The first Muslim member of the British House of Lords, Nazir Ahmed, was briefly imprisoned in 2009 for dangerous driving. On Christmas Day 2007, he was sending SMS text messages on his phone whilst driving and struck another car, which resulted in the death of a 28 year old man who was the passenger. He pled guilty and ended up serving a trivially short prison sentence of 16 days.
When he was interviewed in Pakistan in April 2012, he blamed his imprisonment on a crazy Jewish conspiracy:
“My case became more critical because I went to Gaza to support Palestinians”, he says to his Pakistani interviewer in Urdu, in a video recording obtained by the Times. “My Jewish friends who own newspapers and TV channels opposed this”. The judge who put him behind bars, Lord Ahmed claims, was appointed to the high court after helping a “Jewish colleague” of Tony Blair’s during “an important case”.
You see, he was speaking in his native Urdu language and he thought that nobody from home would be listening. He was wrong.
He joins the rank of many Islamic hate mongers wrongly portrayed as being moderates including former Palestinian Leader Yasser Arafat, former Australian Grand Mufti Sheikh Hilaly, Iranian PM Mahmoud Ahmadinejad. All of these people have been exposed as saying nice conciliatory things to western audiences, but voicing their true hateful beliefs in their native language, when they are amongst their own people.

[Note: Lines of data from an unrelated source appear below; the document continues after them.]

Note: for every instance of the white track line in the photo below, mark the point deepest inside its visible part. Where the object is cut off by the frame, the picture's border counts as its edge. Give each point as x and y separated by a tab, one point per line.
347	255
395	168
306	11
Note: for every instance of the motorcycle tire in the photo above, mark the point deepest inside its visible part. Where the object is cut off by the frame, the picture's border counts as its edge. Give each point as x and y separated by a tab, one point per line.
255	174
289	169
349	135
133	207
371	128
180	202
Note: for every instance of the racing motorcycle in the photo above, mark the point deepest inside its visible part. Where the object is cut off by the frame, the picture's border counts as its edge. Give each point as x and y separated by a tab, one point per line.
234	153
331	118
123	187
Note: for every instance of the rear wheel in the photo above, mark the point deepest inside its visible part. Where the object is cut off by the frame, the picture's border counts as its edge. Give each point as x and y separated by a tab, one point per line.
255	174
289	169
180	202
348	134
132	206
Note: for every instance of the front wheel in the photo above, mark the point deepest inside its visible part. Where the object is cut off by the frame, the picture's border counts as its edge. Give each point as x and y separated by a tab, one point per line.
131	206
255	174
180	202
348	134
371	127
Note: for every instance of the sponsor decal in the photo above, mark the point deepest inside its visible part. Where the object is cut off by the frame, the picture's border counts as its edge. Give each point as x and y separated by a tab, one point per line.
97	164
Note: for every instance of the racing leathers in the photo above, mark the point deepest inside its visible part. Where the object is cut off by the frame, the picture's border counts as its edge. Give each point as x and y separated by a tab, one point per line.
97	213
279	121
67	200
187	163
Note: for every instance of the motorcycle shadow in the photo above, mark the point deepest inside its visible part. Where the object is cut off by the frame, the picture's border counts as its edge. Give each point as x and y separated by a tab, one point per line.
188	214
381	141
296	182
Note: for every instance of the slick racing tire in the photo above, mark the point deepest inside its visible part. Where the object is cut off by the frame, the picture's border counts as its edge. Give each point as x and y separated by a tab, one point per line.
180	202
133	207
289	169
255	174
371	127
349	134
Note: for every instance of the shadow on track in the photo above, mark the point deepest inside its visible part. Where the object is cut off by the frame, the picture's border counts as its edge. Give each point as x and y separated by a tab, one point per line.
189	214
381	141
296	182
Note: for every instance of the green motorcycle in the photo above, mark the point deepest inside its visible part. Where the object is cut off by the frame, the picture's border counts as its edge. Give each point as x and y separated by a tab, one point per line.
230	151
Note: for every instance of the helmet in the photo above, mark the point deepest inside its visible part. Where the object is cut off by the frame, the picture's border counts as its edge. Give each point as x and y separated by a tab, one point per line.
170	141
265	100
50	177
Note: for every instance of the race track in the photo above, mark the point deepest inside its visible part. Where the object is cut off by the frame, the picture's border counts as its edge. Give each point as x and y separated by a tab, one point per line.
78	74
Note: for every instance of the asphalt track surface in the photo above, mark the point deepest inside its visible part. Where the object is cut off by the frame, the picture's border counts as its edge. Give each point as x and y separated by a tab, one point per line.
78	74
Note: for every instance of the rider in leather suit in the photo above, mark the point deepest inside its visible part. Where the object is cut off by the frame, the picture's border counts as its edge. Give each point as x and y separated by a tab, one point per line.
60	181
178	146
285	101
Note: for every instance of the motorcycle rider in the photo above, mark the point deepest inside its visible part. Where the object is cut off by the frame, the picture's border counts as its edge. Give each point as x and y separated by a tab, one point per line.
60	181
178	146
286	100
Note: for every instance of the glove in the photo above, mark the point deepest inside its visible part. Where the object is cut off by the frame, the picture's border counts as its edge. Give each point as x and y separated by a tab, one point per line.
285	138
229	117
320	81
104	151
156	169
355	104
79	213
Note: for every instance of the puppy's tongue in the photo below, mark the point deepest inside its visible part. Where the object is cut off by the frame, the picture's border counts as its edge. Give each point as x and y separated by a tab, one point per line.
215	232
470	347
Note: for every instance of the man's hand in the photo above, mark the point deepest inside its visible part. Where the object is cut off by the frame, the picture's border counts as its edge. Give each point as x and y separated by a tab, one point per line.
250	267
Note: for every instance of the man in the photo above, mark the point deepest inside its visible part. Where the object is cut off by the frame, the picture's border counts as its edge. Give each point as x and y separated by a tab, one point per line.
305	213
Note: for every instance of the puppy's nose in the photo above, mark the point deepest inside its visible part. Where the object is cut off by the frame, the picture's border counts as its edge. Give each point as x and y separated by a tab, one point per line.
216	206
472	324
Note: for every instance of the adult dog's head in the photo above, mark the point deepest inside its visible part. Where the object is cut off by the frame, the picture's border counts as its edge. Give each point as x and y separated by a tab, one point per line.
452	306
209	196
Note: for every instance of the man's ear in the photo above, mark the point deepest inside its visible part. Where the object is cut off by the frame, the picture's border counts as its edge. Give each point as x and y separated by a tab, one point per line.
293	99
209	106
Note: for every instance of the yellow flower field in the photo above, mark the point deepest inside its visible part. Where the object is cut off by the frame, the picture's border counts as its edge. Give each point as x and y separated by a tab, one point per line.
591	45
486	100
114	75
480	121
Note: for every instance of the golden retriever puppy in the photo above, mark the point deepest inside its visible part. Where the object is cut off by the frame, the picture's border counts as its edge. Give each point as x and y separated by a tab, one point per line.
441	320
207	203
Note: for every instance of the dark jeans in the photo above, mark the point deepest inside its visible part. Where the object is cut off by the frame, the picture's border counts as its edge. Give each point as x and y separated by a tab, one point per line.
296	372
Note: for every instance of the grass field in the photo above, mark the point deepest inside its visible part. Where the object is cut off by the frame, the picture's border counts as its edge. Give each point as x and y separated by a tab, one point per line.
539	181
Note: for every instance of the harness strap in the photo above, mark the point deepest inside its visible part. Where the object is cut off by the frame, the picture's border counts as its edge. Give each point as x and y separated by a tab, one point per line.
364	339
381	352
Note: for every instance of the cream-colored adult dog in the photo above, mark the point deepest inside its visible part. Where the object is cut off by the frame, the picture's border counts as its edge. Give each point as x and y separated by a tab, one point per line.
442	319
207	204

Usually, when these people are exposed, these do the following:
- Claim they were misquoted
- Claim they were taken out of context
- Claim they were misinterpreted
- Deny the statements
Lord Ahmed’s response has been a little bit different. He made his apology during an interview with Mehdi Hasan, from the Huffington Post.
In summary, he said that he “respected the Jewish people” and that his comments were “completely wrong”, “unacceptable” and “the product of a twisted mind”.
I actually do have an alternative explanation for Lord Ahmed’s statement – perhaps he was just trying to maintain his reputation at home back in Pakistan, by telling his fellow countrymen a story that they were likely to believe, being the backward fanatics that they are.